Извини меня, но я ухожу.
Я вышел во дворик, превратился в орла, взмахнул крыльями и полетел. Я поднимался туда, где и было мое место – к облакам. Вольный ветер свободы обнимал меня, и я улетал прочь от проблем людского мира, прочь от людей.
Город уменьшался, его зеленые улицы становились все уже и уже, домики – все мельче и мельче, а люди все больше начинали походить на муравьев. Я вбирал солнечное тепло всей поверхностью тела, хвоста и крыльев – мои перья нагревались, но не сильно, ведь их обдувал ветер. Теплый воздух поддерживал мои крылья, поэтому я почти не взмахивал ими, а просто парил, как пух.
Я летел и думал о том, что людские заботы с такой высоты кажутся мелкими и достойными лишь легкого любопытства, а не пристального наблюдения и того внимания, которое уделяют им люди. Я летел – свежий воздух простора будил во мне великие силы, и я чувствовал себя великим и могучим, прекрасным и добрым.

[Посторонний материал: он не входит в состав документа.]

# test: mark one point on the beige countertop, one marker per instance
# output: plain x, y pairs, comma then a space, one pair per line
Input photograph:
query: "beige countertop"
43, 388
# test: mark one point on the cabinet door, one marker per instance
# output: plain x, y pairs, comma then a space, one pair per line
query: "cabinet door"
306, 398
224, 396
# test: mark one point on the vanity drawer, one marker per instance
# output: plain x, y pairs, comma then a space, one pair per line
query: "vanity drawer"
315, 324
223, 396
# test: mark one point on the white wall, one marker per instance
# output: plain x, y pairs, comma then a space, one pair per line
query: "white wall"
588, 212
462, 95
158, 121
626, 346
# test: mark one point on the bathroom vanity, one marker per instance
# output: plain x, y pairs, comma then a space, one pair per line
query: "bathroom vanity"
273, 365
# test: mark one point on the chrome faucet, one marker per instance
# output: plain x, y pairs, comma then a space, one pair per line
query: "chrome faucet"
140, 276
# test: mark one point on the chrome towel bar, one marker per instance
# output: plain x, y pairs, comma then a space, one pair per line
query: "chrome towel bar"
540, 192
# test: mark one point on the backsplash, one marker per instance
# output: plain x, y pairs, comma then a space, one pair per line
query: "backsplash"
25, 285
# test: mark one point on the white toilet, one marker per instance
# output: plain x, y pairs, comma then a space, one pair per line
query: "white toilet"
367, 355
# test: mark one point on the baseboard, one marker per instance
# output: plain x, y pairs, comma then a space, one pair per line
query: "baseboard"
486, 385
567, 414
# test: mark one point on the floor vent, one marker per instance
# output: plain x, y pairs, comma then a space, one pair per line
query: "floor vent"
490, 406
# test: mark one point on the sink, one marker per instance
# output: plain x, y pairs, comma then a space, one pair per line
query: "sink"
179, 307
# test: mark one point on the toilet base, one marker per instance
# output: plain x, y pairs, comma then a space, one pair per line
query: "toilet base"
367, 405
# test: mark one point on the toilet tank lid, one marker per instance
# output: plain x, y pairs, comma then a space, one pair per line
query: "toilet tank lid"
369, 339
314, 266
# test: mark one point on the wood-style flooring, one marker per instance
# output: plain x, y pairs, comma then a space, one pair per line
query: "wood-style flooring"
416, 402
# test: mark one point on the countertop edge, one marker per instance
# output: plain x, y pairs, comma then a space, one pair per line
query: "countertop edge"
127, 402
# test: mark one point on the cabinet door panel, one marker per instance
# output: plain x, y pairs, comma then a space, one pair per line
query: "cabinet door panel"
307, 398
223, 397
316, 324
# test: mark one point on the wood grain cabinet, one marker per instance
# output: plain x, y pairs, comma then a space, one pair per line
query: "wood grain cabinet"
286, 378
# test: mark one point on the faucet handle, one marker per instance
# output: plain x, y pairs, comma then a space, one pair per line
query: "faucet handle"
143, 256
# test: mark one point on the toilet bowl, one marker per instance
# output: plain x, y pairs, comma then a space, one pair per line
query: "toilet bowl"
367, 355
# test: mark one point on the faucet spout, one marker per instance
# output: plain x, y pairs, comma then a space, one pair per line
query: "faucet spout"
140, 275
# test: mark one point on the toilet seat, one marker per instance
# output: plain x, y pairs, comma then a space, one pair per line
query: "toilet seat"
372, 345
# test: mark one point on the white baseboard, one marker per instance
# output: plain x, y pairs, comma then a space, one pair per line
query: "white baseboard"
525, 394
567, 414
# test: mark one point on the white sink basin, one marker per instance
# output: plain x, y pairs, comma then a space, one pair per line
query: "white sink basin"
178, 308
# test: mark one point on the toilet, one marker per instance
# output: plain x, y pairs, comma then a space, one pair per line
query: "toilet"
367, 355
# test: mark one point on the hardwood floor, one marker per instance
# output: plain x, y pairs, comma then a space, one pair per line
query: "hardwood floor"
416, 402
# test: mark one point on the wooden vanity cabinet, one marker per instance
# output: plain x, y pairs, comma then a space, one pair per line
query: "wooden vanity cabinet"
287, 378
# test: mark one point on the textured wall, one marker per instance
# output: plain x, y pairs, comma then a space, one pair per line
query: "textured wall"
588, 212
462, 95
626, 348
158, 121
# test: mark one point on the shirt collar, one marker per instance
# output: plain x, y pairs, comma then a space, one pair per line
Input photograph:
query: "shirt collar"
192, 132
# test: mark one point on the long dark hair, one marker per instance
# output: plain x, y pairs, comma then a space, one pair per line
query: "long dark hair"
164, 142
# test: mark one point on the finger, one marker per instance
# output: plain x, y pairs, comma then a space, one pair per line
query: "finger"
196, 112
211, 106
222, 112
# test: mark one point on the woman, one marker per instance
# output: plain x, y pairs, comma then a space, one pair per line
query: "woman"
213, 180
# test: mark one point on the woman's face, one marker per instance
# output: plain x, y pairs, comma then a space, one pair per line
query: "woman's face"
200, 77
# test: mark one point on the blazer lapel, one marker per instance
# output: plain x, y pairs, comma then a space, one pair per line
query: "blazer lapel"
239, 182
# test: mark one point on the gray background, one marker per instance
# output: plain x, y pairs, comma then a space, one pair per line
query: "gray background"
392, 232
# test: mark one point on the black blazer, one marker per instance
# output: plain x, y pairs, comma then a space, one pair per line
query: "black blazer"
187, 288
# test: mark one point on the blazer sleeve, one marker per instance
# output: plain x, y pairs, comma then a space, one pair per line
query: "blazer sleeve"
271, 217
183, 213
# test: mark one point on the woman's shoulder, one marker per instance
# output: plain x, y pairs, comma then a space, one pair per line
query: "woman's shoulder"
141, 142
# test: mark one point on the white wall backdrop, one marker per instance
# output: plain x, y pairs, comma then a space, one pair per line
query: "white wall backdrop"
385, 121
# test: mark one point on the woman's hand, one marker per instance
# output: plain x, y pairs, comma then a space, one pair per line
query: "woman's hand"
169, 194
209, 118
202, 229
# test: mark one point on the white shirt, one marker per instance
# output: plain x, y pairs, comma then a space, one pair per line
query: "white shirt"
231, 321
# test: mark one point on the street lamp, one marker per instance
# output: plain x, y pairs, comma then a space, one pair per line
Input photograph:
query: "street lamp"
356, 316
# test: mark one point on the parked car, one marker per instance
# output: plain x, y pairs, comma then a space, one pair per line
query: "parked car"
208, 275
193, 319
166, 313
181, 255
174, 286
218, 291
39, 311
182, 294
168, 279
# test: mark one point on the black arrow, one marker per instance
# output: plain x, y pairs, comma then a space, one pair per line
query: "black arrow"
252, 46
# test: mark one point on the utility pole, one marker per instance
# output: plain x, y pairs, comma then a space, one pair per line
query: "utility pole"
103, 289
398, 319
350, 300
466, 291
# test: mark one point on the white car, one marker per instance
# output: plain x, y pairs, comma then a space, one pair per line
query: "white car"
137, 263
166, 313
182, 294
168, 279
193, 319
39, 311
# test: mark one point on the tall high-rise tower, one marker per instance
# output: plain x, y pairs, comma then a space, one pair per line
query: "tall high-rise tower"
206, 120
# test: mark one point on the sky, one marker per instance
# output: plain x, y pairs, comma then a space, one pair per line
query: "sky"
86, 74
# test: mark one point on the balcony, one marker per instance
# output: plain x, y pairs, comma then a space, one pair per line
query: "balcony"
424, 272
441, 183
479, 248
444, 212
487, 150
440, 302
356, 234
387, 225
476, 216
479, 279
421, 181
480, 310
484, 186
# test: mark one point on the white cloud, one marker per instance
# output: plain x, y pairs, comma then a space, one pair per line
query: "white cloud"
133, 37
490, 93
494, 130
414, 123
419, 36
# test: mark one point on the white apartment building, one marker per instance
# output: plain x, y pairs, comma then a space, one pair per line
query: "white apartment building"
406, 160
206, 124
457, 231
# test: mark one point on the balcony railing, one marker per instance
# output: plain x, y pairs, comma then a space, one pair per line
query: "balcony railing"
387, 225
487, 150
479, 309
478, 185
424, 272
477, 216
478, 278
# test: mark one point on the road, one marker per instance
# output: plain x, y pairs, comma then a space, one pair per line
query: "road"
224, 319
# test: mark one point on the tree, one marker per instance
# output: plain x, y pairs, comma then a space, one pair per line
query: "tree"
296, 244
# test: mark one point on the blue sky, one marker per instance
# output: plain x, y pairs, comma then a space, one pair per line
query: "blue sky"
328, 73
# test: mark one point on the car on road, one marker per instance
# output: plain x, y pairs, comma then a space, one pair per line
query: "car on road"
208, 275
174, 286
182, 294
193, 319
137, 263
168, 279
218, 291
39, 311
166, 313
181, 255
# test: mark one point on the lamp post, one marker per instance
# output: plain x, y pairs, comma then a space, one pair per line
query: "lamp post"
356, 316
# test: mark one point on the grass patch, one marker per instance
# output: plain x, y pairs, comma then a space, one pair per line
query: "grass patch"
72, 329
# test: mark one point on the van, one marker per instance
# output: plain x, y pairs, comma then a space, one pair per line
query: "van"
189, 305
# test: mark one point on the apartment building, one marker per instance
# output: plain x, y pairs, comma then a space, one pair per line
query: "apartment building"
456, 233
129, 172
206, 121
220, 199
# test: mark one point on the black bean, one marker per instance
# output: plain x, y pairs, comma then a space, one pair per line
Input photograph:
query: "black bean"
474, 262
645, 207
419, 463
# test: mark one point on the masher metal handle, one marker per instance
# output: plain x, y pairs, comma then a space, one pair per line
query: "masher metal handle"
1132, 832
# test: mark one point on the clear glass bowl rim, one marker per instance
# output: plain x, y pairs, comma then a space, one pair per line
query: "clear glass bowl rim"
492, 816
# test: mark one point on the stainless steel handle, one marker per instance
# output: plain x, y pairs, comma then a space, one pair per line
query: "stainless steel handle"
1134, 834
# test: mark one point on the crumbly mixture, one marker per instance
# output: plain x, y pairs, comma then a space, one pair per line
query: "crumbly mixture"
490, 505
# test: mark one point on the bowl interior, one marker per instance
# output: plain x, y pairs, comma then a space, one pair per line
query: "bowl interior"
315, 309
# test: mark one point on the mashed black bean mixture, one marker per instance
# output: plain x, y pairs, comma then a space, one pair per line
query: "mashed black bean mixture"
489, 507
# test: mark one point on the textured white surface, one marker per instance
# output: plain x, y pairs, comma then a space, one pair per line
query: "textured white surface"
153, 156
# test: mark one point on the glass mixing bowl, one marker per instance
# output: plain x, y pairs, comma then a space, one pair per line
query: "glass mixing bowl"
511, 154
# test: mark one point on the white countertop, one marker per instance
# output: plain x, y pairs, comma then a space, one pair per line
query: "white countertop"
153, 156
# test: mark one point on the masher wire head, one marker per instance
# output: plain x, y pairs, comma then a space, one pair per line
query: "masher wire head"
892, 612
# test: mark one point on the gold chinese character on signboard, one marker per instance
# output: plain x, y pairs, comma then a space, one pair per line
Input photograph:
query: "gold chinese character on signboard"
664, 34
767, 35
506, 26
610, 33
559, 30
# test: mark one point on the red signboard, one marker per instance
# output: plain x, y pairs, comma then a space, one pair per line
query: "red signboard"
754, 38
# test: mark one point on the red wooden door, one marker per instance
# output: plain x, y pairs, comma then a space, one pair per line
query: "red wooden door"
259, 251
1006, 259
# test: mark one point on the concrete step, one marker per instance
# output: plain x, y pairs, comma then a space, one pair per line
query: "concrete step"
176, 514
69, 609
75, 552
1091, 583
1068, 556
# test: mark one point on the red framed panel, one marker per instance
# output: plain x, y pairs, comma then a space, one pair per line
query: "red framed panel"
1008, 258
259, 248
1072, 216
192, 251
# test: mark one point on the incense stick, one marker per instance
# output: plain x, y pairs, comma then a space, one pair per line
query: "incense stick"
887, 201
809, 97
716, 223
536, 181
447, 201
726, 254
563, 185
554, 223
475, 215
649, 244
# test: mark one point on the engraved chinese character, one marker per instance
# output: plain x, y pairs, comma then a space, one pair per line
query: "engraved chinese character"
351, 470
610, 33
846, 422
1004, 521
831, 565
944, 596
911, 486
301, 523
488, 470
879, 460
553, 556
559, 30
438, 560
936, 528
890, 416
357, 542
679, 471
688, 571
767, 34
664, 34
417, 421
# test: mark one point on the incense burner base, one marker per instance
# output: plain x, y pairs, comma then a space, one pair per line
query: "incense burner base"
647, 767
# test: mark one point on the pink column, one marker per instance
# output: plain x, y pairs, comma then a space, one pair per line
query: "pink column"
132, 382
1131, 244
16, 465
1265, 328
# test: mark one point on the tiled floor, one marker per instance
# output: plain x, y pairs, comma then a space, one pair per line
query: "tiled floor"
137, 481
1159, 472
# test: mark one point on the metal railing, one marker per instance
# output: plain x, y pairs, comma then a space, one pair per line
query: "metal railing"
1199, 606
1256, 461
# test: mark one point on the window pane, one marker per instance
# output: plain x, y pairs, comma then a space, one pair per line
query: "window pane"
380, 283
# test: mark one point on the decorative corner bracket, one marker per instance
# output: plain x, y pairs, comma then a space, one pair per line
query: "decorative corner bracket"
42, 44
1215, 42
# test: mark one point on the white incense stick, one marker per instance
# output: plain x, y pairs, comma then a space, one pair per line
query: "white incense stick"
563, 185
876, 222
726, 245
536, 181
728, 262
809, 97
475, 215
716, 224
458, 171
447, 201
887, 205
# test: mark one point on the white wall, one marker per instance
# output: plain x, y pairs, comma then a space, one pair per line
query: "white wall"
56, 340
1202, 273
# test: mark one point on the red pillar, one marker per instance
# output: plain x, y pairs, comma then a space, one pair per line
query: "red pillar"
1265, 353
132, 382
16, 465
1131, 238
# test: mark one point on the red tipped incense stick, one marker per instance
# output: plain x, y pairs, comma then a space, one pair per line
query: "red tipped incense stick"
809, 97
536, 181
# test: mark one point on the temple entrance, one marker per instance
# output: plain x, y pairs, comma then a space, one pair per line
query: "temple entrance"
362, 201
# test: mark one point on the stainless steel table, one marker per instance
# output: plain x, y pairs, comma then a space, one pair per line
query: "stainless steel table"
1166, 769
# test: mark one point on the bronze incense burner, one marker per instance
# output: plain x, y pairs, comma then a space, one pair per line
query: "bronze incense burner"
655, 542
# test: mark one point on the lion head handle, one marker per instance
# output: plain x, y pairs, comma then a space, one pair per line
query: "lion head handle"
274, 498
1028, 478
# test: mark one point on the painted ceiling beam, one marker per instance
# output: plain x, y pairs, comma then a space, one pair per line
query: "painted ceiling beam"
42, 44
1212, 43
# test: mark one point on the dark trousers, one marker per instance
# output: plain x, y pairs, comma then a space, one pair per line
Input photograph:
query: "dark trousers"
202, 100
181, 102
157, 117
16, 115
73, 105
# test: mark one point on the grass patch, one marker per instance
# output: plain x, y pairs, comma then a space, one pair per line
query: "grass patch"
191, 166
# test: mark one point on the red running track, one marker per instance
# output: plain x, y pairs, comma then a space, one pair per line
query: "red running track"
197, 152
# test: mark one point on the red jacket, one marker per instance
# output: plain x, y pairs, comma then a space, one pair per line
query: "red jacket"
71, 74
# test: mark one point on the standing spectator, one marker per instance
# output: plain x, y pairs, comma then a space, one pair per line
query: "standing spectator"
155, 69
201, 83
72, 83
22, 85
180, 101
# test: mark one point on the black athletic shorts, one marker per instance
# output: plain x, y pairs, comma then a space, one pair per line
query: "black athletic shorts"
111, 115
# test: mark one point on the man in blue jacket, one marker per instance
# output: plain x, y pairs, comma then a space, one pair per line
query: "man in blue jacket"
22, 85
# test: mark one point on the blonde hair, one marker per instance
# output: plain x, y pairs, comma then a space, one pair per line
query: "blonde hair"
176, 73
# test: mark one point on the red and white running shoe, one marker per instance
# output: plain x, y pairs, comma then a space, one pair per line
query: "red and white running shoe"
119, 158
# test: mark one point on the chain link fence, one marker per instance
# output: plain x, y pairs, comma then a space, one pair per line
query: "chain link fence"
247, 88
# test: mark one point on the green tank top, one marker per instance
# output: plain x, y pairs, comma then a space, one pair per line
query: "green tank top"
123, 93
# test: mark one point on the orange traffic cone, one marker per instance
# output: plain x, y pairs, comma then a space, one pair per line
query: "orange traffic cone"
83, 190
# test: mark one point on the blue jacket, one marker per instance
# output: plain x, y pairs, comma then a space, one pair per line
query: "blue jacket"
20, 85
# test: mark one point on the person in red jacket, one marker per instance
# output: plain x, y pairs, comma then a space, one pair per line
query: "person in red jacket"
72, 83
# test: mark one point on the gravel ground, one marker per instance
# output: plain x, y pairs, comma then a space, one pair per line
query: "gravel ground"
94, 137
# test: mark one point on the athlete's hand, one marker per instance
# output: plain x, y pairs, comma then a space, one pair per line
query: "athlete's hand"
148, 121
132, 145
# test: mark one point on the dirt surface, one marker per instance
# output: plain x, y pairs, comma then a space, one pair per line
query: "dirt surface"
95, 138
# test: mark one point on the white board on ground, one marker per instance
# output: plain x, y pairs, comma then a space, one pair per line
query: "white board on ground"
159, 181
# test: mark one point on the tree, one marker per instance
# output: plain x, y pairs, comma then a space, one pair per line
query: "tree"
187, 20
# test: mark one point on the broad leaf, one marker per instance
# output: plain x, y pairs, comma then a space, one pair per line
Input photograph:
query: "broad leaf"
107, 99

Я летел, а тем временем мир подо мною менялся: появлялись реки, леса и новые города, появлялись и уходили назад.
Я увидел город и решил посмотреть на него вблизи, поэтому начал спускаться вниз неторопливыми широкими кругами. Я опускался все ниже и ниже, осматривая город, увеличивающийся по мере моего приближения. Я никуда не спешил, я просто смотрел на дома, на людей, на машины, на всю эту суету трудового дня, смотрел спокойными глазами праздного туриста. Я решил приземлиться и для этого выбрал довольно-таки тихое место – городской парк. Когда я подлетал к нему, я обратил внимание на скульптуру человека, вокруг которой били фонтаны. Парк мне понравился: цветники там соседствовали с декоративными кустарниками, работали несколько фонтанов, но тот, в центре которого находилась скульптура, был самым большим и красивым; он притягивал меня, поэтому я опустился прямо на голову скульптуры и принялся разглядывать людей.
Мое появление не осталось незамеченным: сначала залаяли собаки, первыми услышавшие хлопанье моих могучих крыльев, а затем гуляющие увидели меня и тоже стали подходить к фонтану. Сидящие неподалеку на лавочках люди прервали свои занятия и обратили все свое внимание на меня. Собиралась толпа, люди возбужденно переговаривались и, показывая на меня, оживленно жестикулировали. Меня стали фотографировать, а я сидел на каменной голове человека, вцепившись в нее своими мощными желтыми лапами с черными когтями, сидел гордо, как всегда сидят орлы; сидел, наклонив вниз голову с крепким, фиолетово-стального цвета клювом и ярко-оранжевым надклювьем, и смотрел на людей своими пронзительными желтыми глазами.